Efficient Optimization Algorithms for Linear Adversarial Training
Antônio H. RIbeiro, Thomas B. Schön, Dave Zahariah, Francis Bach
TL;DR
This work provides scalable solvers for adversarial training of linear models by exploiting problem structure. It introduces an augmented variable smooth reformulation for classification with projected gradient methods and an iterative reweighted ridge approach for regression, complemented by practical enhancements such as momentum, line search, and variance reduction. The methods yield provable convergence behavior and demonstrate significant speedups over general-purpose solvers like CVXPY while maintaining competitive predictive and adversarial robustness on diverse data. The results suggest that linear adversarial training can be a practical alternative in high-dimensional settings, with potential extensions to multiclass and nonlinear regimes. The accompanying codebase supports reproducibility and further exploration in large-scale applications such as genetics and high-throughput phenotyping.
Abstract
Adversarial training can be used to learn models that are robust against perturbations. For linear models, it can be formulated as a convex optimization problem. Compared to methods proposed in the context of deep learning, leveraging the optimization structure allows significantly faster convergence rates. Still, the use of generic convex solvers can be inefficient for large-scale problems.

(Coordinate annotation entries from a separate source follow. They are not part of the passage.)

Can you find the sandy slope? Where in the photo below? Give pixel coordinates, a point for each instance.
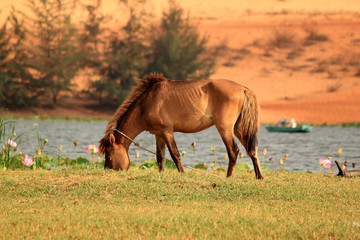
(310, 81)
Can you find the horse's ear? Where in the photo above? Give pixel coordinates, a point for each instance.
(112, 139)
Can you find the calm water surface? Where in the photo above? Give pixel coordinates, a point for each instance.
(304, 150)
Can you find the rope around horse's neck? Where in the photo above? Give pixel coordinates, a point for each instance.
(138, 145)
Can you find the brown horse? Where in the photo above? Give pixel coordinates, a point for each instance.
(163, 107)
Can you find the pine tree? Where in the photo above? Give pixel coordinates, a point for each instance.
(55, 47)
(177, 50)
(120, 62)
(18, 89)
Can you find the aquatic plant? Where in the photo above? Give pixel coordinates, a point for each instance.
(263, 156)
(324, 163)
(137, 156)
(339, 152)
(193, 144)
(76, 143)
(213, 165)
(281, 162)
(28, 161)
(93, 150)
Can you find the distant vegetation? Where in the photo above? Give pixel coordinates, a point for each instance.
(42, 52)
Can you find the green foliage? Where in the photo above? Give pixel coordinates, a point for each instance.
(18, 89)
(177, 50)
(121, 60)
(54, 52)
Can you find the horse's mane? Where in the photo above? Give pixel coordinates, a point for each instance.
(136, 93)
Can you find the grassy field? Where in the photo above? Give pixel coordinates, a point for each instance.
(144, 204)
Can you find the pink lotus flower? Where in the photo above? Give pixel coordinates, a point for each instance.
(264, 151)
(326, 163)
(28, 161)
(92, 149)
(10, 143)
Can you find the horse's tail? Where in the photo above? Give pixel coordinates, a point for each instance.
(103, 145)
(247, 124)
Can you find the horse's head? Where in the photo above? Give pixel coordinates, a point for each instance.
(116, 156)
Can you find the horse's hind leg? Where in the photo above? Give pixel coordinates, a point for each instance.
(160, 152)
(253, 154)
(255, 158)
(231, 147)
(174, 152)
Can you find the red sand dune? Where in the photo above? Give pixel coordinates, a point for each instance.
(309, 82)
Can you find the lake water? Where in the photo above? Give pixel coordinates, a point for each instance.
(304, 150)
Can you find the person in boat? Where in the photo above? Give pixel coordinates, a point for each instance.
(282, 122)
(293, 123)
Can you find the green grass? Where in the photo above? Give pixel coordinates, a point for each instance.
(83, 203)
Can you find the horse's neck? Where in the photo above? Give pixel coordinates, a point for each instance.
(130, 128)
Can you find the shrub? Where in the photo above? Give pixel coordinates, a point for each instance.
(177, 50)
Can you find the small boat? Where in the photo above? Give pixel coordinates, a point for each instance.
(300, 128)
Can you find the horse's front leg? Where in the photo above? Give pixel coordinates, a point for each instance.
(160, 152)
(174, 152)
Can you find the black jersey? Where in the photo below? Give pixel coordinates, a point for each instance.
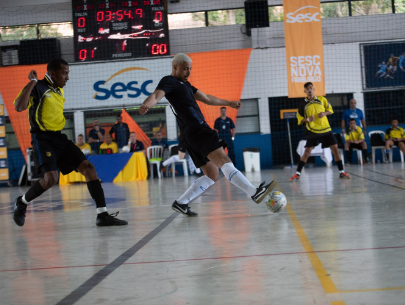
(181, 98)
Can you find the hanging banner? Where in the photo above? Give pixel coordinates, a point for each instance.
(304, 46)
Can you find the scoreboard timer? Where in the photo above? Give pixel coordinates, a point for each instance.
(106, 30)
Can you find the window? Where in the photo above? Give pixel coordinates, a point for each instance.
(371, 7)
(335, 9)
(382, 106)
(276, 13)
(226, 17)
(247, 120)
(186, 20)
(52, 30)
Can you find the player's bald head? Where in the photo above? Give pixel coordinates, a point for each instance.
(180, 58)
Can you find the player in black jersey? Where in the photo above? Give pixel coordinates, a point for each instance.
(44, 100)
(202, 143)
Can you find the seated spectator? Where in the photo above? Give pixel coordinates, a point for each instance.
(159, 141)
(108, 147)
(394, 136)
(134, 145)
(354, 139)
(85, 148)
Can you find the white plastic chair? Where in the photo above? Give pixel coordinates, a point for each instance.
(153, 153)
(182, 161)
(373, 148)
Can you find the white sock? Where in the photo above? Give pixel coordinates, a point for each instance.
(236, 178)
(171, 160)
(24, 200)
(197, 188)
(101, 210)
(191, 165)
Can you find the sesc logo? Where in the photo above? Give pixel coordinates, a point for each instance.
(292, 18)
(116, 90)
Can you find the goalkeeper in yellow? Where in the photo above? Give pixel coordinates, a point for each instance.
(311, 115)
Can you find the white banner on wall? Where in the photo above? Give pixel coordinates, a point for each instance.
(114, 84)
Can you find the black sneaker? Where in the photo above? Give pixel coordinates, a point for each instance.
(110, 220)
(183, 209)
(263, 191)
(20, 209)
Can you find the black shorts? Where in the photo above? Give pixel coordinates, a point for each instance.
(355, 146)
(53, 151)
(314, 139)
(200, 142)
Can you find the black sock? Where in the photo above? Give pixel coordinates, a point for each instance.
(301, 164)
(365, 154)
(97, 193)
(340, 165)
(34, 192)
(348, 154)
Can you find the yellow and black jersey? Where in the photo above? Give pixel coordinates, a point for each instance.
(308, 108)
(395, 133)
(45, 107)
(354, 135)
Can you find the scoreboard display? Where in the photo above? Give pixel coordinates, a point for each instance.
(106, 30)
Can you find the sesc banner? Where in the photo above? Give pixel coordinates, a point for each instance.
(304, 46)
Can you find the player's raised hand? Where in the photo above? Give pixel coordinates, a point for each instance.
(235, 104)
(33, 75)
(143, 109)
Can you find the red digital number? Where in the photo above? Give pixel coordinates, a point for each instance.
(128, 13)
(108, 15)
(139, 12)
(83, 54)
(100, 16)
(120, 16)
(81, 22)
(158, 17)
(159, 49)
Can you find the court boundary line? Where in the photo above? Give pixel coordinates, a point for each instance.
(205, 258)
(401, 188)
(99, 276)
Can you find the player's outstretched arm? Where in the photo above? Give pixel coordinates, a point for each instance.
(21, 102)
(151, 101)
(214, 101)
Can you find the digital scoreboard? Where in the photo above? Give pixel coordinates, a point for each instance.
(106, 30)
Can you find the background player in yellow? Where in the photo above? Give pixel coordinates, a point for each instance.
(312, 114)
(394, 136)
(354, 139)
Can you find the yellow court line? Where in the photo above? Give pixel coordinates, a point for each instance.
(326, 281)
(376, 289)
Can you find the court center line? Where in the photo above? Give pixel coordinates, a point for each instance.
(401, 188)
(323, 276)
(92, 282)
(203, 259)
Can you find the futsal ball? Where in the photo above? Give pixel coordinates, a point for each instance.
(276, 202)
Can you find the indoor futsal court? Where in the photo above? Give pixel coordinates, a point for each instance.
(194, 152)
(338, 244)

Here, we propose tailored optimization algorithms for the adversarial training of linear models, which render large-scale regression and classification problems more tractable. For regression problems, we propose a family of solvers based on iterative ridge regression and, for classification, a family of solvers based on projected gradient descent. The methods are based on extended variable reformulations of the original problem. We illustrate their efficiency in numerical examples.